GAZA (Reuters) – Hamas leaders said on Sunday they did not expect to extend a six-month ceasefire with Israel in the Gaza Strip when it expires this week, although it remained unclear whether this would mean an immediate surge in violence.
Israel, which has traded fire with Palestinian Islamists in the enclave in recent weeks, sent a senior official to Cairo and said it was ready to prolong the Egyptian-brokered ceasefire which began on June 19. and runs out on Friday.
In an interview in Damascus, where he lives in exile, Hamas leader Khaled Meshaal told Al-Quds Television: “We in Hamas, and in most of the factions, think that after December 19 the truce ends and it will not be renewed.”

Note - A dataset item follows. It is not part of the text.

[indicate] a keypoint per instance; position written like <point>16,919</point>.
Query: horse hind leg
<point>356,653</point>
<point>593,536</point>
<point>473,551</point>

He complained that Israel had not eased its blockade on the territory, as Hamas had hoped when it agreed to end rocket fire.

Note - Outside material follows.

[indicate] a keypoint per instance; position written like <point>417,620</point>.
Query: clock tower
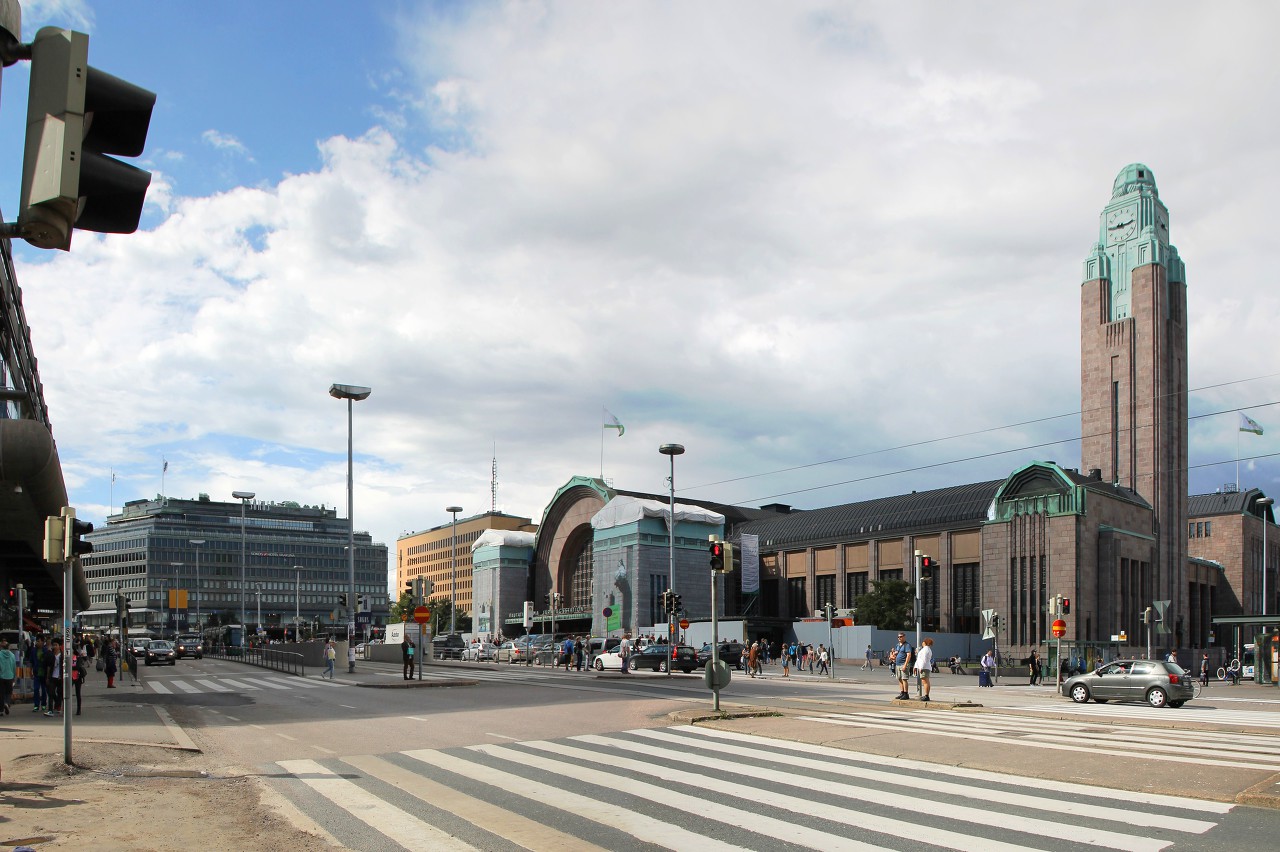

“We are studying the issue of the calm with our allies … and, God willing, we will reach a vision within the coming days,” Meshaal said.

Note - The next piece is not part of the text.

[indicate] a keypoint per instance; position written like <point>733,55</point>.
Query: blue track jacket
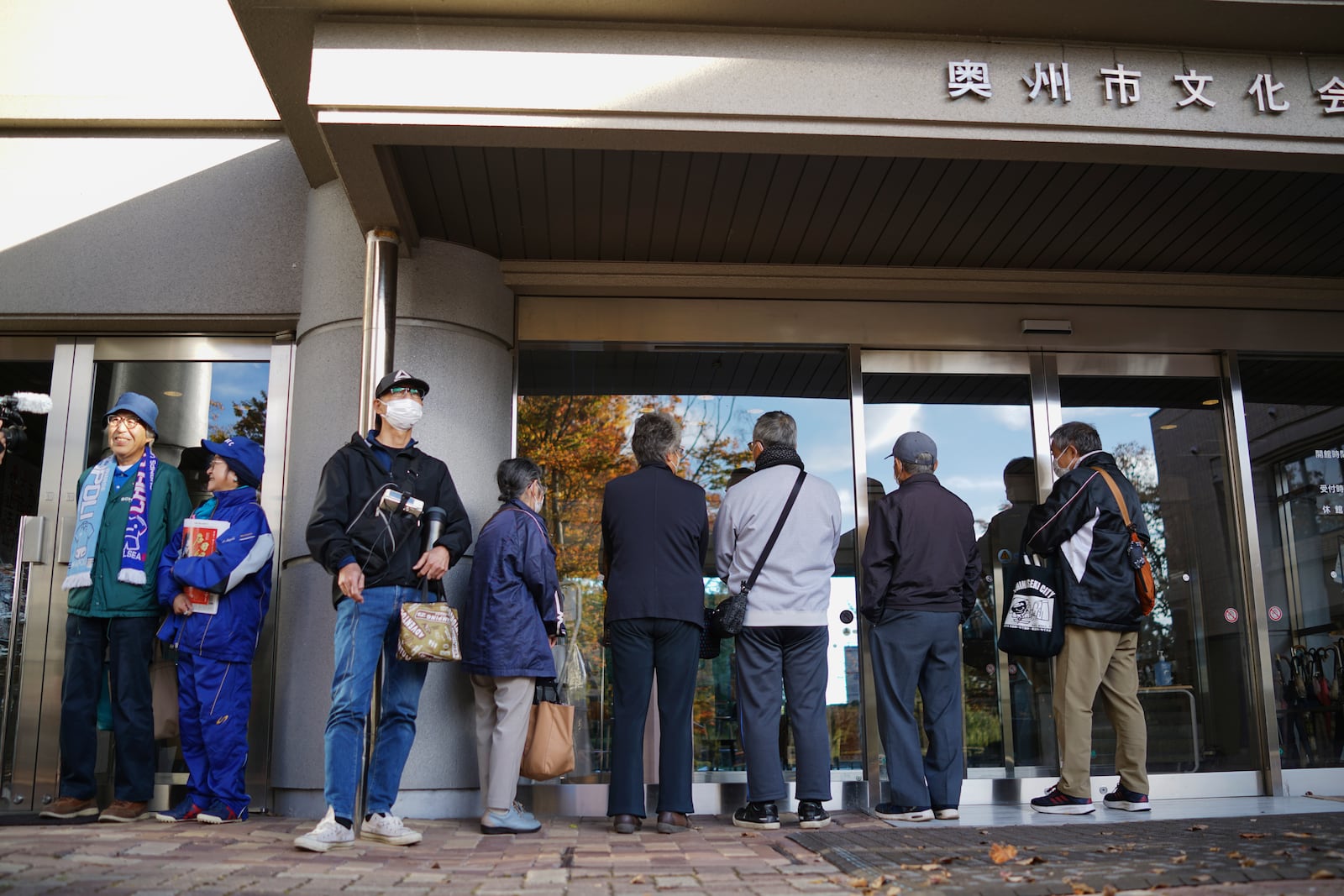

“But I believe the general mood, among the people and among the factions is against extending calm because the enemy did not abide by its obligations.”
A Hamas official in Gaza, speaking on condition of anonymity, said the group would issue a formal statement in a few days that the ceasefire would end.
“Hamas’s decision is not to renew calm after it expires,” the official said.
The truce had dampened violence but began to unravel early last month after a deadly Israeli raid prompted militants to resume firing makeshift rockets into the Jewish state.
ISRAEL “READY”
After Israel sent a senior Defense Ministry official to Cairo, a spokesman for Prime Minister Ehud Olmert said.
“Israel has been, and continues to be, ready to abide by the understandings negotiated through Egypt,” Mark Regev said.
“But it is clear that we won’t be doing so unilaterally,” he added, citing what he called Hamas’s “daily grave violations of those understandings.”
Olmert resigned in September over a corruption scandal but will stay on in a caretaker capacity until after a parliamentary election in February, raising doubts over Israel’s readiness to mount a major offensive in Gaza for the time being.
Policy toward Hamas is a key issue in the election, with front-running party leaders Tzipi Livni of the ruling Kadima party and Benjamin Netanyahu of the Likud opposition both vowing to try to halt rocket attacks on towns near the Gaza border.
“As long as Hamas continues to use terror from Gaza, Israel will us its own means,” Livni, who is Olmert’s foreign minister, was quoted as saying by Israeli media.
Hamas rallied up to 200,000 supporters in sea of green Islamic banners in Gaza on Sunday, showing off the movement’s strength a year and a half after it seized control of the enclave in a brief, bloody civil war with the rival secular Fatah faction, headed by Palestinian President Mahmoud Abbas.
Hamas leaders at the rally marking the group’s 21st anniversary derided Fatah “rats” and predicted Abbas’s downfall.
Reminiscent of rallies organized by Lebanon’s Hezbollah, which shares many features with Hamas, the Gaza rally included music and sketches, including one mocking an Israeli soldier whom Hamas has been holding captive in Gaza since 2006.